Con Andor, Raquel Abend Van Dalen compone una obra tan visceral como desconcertante, una novela que disloca las coordenadas tradicionales del más allá para ofrecernos una cartografía burocrática del tránsito entre la vida y la muerte. Esta es la historia de Edgar Enrique Crane, un joven venezolano que tras un intento de suicidio despierta en un limbo kafkiano —un espacio difuso llamado Andor—, donde deberá completar formularios, hacer filas y, sobre todo, decidir si desea volver a vivir.
La novela se sostiene sobre la poderosa tensión entre el absurdo administrativo y la angustia existencial. En un universo regido por normativas tan arbitrarias como invasivas, el protagonista transita estaciones de tren en ruinas, laberintos exuberantes y hoteles de lujo con ascensores claustrofóbicos, sin lograr escapar de sí mismo. Cada espacio que atraviesa se convierte en una extensión de su ansiedad, un espejo deformado de su propia psique.
Andor no es simplemente un purgatorio: es una crítica feroz al exceso de control, una burla al formalismo institucional que se infiltra incluso en la muerte. La autora construye una burocracia del alma que no se limita a sellar papeles, sino que exige al individuo desnudarse emocionalmente hasta el más mínimo detalle. En este juego entre lo ridículo y lo trágico, Abend Van Dalen no le da tregua al lector: nos invita a acompañar a Edgar en su proceso de degradación, autodescubrimiento y eventualmente, de redención (o algo que se le parezca).
Una de las mayores virtudes de la novela es su lenguaje.

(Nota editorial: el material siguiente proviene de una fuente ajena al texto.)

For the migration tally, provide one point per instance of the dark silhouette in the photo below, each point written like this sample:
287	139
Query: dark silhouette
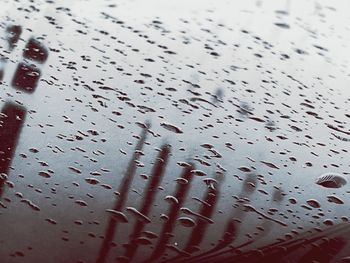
120	203
149	195
11	122
174	210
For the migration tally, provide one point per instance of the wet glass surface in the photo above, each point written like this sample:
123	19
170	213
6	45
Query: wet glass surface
184	131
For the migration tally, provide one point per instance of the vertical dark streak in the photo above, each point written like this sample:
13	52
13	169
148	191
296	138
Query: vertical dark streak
11	122
198	232
231	230
123	190
174	209
150	193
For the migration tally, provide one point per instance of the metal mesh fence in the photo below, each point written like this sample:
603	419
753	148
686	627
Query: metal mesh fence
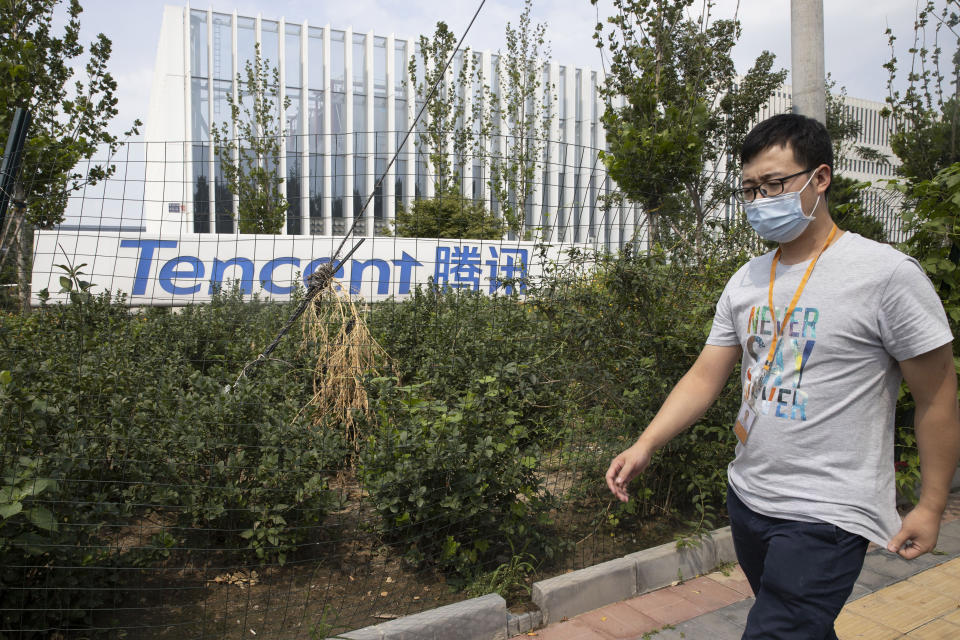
434	427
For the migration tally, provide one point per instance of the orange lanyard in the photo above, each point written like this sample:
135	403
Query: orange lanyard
779	330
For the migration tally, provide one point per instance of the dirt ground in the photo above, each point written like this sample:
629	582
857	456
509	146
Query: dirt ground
350	580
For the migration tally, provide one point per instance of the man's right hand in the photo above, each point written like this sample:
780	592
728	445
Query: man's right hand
625	467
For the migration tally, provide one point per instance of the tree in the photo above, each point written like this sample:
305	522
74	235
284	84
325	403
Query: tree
69	122
449	215
446	133
846	194
250	158
674	145
520	117
927	109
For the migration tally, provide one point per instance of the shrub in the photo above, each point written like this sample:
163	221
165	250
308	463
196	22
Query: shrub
454	481
109	419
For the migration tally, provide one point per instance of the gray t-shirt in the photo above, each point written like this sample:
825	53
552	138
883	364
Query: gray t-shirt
821	448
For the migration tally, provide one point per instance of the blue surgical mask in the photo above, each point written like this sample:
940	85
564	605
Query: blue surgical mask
779	218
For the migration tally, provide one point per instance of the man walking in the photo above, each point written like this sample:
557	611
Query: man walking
825	327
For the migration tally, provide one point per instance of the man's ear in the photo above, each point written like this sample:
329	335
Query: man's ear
823	178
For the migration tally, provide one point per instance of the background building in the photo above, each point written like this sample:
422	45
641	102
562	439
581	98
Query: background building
351	103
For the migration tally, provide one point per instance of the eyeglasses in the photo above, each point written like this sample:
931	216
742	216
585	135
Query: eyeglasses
768	189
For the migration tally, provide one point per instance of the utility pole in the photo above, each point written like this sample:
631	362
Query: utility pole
808	72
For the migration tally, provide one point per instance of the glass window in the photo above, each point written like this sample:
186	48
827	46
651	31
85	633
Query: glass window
562	96
223	200
270	43
315	59
359	63
201	189
222	47
246	42
380	66
198	43
221	108
380	122
294	146
338	117
579	97
337	61
292	55
360	168
200	97
315	107
400	119
399	64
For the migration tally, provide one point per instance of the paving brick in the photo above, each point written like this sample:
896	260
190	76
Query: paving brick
737	612
579	591
858	592
736	580
483	618
951	566
618	621
903	606
668	610
707	593
711	626
936	630
938	581
951	527
948	543
572	630
953	617
850	626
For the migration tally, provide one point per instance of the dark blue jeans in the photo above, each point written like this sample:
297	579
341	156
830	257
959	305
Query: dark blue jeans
801	573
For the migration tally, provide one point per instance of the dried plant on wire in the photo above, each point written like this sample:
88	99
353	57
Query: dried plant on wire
334	328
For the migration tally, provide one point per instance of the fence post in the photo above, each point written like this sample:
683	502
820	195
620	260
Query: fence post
11	158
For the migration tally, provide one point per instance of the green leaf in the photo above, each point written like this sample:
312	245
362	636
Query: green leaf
10	509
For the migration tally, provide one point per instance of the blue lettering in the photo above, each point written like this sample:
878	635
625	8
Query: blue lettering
169	273
314	265
266	275
406	264
144	259
356	275
220	266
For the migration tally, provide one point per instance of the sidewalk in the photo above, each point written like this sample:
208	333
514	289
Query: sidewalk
893	598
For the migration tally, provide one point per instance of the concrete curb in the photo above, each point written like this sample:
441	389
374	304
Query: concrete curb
483	618
587	589
568	595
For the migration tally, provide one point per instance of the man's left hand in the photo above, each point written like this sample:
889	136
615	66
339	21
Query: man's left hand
918	535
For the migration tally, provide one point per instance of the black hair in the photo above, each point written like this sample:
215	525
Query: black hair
807	137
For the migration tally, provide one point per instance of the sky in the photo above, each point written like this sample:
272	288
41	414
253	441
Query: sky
855	44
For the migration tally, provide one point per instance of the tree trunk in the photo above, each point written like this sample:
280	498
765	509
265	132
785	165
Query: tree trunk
24	249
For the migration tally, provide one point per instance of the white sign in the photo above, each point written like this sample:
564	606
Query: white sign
172	271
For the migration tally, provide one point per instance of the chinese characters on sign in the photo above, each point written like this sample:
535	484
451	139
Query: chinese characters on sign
462	267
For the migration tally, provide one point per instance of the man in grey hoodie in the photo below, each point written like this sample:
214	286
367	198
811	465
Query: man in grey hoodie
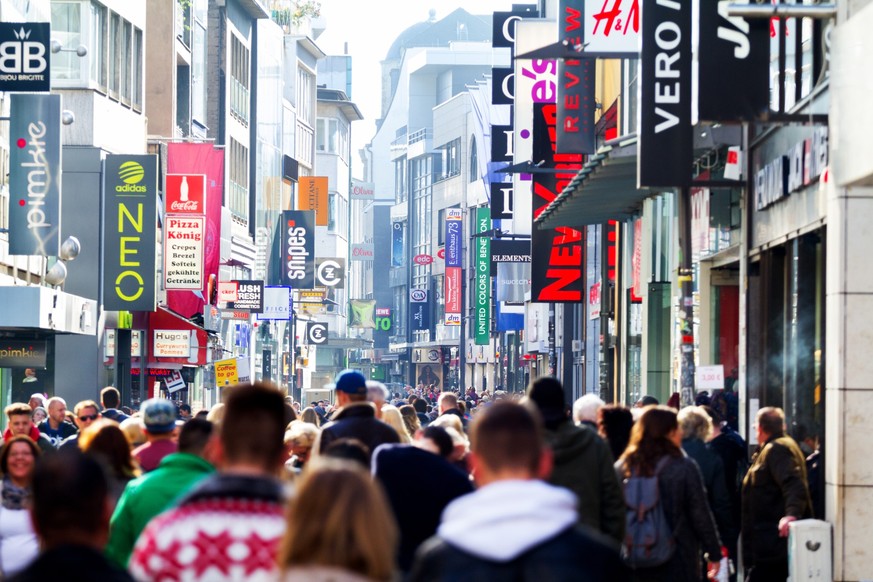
515	526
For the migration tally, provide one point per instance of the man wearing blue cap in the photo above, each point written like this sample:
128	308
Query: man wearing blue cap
355	418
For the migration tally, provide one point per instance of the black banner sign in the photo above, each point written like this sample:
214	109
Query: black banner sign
733	65
665	137
556	253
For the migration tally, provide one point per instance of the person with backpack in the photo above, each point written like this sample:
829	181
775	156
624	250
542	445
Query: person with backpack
669	524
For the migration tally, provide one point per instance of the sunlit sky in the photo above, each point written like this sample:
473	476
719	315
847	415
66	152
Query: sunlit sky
370	27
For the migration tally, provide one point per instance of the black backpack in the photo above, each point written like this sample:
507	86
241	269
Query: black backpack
649	538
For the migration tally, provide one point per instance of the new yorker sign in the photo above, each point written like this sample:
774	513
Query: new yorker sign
130	190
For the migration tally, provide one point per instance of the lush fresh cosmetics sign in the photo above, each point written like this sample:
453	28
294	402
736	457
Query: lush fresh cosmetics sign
25	56
483	278
35	175
665	95
130	190
298	249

Abend Van Dalen logra un equilibrio difícil entre la crudeza del habla cotidiana y una prosa lírica, musical, con imágenes que desbordan sensibilidad. El humor negro está presente en cada página, a menudo velado por una melancolía que recorre el texto como un hilo invisible. Las escenas, por absurdas que sean —como cuando Edgar debe justificar en una planilla si fue mordido por un animal venenoso—, están impregnadas de una humanidad hiriente.
El elenco de personajes secundarios no es menos fascinante. Desde la misteriosa Donatella, figura ambigua entre el deseo y el consuelo, hasta el guía Takeshi, samurái zen que nunca dice más de lo necesario, todos parecen funcionar como arquetipos desplazados, fragmentos de un inconsciente colectivo en crisis. La interacción entre Edgar y estos personajes revela tanto de su pasado como de sus impulsos más contradictorios, despojándolo de cualquier heroísmo.
En términos estructurales, la novela es fluida pero no lineal: fragmentos de sueño, episodios delirantes y momentos de calma introspectiva se intercalan sin una jerarquía clara. Lo que podría parecer caótico se convierte en una experiencia lectora hipnótica, una suerte de «tour de force» emocional que exige entrega total.
Andor es una obra que dialoga con Kafka, Beckett, Murakami y hasta Dante, pero siempre desde una perspectiva profundamente latinoamericana y contemporánea. La experiencia migrante, el colapso social de Venezuela, el suicidio como síntoma generacional y la fragilidad masculina son algunos de los temas que se filtran bajo la superficie fantástica.